04/10/2015

Guest country of the Hannover Messe violates freedom of religion

India must provide better protection for Christians and Muslims and guarantee freedom of religion

The Society for Threatened Peoples (STP) accuses India, this year's guest country of the Hannover Messe, of not granting the Christians and Muslims in the country their freedom of religion. "Since Prime Minister Narendra Modi took office in May 2014, attacks committed by Hindu nationalists against Christians and Muslims have increased by 55 percent," criticized Ulrich Delius, the STP's Asia-consultant. "Asia's largest democracy must take the protection of religious minorities seriously – or it will lose all its credibility concerning human rights issues. The Hindu nationalists are playing with fire. This could lead to an increase of violence and destabilize the entire sub-continent." The STP has asked Chancellor Angela Merkel to demand better protection for Christians and Muslims in India during her talks with the Indian Prime Minister.

More than 600 of such attacks were reported in India during Modi's previous term of office – 454 against Muslims and 152 against Christians. Hindu nationalists expressed threats against religious leaders and believers, there were interruptions of fairs and funerals, Christians were forced to renounce their faith and churches were vandalized. In March 2015, a 70-year-old nun who had tried to protect her younger sisters from radical Hindus was raped. Most of the attackers go unpunished, because the police tend not to go to much trouble in their investigations – and witnesses are often not willing to testify against Hindu nationalists for fear of reprisals.

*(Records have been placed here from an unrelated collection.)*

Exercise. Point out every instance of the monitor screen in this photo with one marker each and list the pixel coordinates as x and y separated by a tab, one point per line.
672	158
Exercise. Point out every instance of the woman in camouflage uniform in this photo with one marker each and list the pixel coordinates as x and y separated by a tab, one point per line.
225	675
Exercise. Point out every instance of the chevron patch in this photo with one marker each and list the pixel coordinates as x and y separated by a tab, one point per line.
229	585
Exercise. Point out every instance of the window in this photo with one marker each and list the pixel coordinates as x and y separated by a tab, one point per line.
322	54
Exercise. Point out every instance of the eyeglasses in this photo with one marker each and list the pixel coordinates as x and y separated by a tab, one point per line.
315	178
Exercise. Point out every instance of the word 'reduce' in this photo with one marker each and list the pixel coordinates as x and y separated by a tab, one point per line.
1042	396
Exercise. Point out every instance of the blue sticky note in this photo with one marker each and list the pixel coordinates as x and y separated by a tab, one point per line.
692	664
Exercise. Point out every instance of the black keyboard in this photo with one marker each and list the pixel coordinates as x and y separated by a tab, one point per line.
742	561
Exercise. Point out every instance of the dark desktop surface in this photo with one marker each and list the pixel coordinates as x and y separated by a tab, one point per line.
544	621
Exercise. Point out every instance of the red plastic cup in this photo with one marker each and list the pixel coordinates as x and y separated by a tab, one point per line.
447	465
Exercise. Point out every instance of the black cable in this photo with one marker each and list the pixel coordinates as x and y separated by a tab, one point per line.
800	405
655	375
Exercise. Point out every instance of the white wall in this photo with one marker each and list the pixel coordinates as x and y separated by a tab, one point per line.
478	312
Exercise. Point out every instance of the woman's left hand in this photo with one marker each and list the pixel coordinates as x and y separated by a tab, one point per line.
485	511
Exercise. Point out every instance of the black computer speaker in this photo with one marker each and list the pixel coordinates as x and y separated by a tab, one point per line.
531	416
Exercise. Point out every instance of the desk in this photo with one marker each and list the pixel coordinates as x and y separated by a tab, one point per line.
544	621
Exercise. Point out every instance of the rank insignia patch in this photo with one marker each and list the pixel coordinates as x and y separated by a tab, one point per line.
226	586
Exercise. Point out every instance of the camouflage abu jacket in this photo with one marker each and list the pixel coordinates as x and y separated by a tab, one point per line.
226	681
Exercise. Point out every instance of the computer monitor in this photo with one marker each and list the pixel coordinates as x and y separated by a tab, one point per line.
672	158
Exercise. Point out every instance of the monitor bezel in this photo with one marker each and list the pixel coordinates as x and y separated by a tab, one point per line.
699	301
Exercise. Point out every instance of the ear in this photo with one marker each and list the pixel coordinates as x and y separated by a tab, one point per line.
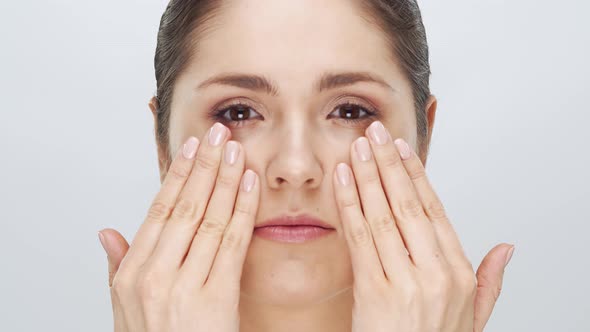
163	160
431	104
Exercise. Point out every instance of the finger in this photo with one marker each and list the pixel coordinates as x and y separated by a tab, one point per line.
413	224
206	242
433	207
116	247
192	202
365	261
227	268
490	276
149	232
390	246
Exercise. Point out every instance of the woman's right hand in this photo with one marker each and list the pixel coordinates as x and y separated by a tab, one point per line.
182	271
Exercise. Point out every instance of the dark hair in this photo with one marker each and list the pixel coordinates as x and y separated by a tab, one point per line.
185	21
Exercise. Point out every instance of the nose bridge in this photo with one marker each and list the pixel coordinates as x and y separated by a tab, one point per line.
295	164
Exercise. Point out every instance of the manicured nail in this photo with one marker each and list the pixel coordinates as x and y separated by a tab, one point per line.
509	256
102	242
363	149
217	134
231	152
403	148
248	180
343	174
190	147
378	133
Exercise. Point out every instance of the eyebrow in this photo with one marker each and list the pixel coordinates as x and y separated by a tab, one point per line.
329	80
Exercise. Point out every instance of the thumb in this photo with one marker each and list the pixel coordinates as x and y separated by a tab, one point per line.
116	247
490	275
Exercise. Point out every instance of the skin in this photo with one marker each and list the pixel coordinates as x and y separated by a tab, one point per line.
358	278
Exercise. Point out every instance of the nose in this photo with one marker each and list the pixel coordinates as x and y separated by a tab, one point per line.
295	165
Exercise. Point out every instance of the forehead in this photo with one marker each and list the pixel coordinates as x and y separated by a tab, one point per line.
292	40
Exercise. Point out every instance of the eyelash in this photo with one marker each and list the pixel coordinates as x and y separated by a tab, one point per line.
218	115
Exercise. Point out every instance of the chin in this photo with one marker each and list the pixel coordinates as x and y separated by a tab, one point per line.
295	275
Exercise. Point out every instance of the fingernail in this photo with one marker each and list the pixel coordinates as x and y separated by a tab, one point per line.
102	242
378	133
217	134
343	174
509	256
363	149
248	180
231	152
403	147
190	147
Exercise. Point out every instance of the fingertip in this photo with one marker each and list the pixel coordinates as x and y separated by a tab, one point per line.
103	242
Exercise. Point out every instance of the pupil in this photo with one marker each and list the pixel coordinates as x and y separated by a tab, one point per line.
349	111
237	113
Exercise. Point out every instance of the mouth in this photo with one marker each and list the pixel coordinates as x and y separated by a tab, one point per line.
293	229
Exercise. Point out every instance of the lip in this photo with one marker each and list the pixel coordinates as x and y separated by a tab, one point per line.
293	229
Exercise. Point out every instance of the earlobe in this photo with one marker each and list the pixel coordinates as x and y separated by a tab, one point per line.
153	104
430	110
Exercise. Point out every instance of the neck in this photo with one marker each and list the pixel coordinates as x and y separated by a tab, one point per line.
332	314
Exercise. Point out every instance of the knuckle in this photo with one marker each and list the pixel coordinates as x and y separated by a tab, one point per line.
243	209
231	241
411	208
206	162
348	202
158	211
417	174
383	224
435	209
212	226
185	208
179	172
226	181
441	288
360	236
391	160
372	178
148	286
468	282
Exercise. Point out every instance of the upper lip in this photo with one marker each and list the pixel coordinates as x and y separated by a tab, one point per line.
302	219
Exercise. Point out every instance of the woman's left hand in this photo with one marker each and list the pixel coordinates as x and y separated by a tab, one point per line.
410	271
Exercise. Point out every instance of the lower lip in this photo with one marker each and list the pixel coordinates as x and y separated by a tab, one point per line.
292	234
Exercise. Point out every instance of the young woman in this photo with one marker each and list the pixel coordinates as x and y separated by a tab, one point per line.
292	138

About a quarter of the attacks are physical attacks against people. Clearly, there is an increase of violence against women. About half of the incidents are intimidations, threats and coercion. For example, a prayer group was forcibly broken up by Hindu extremists in Faridabad (Haryana) on March 8, 2015. A group of 700 furious Hindu had prevented the burial of a deceased Christians in a nearby village only two days before. About 25 percent of the registered attacks affect property, buildings or facilities of the two religious minorities.

"Non-Hindus feel more and more marginalized," said Delius. "They suffer from the climate of violence. Although the Christian churches in India can look back on a history of more than 1500 years, an apocalyptic mood is now spreading among the believers. Hindu nationalists are trying to install Hinduism as the state religion, denigrating other faiths as 'foreign' religions."

About 80 percent of the 1.2 billion Indians are Hindu, 14 percent are Muslims and 2.3 percent are Christians (about 1.6 percent of the entire population are Catholics).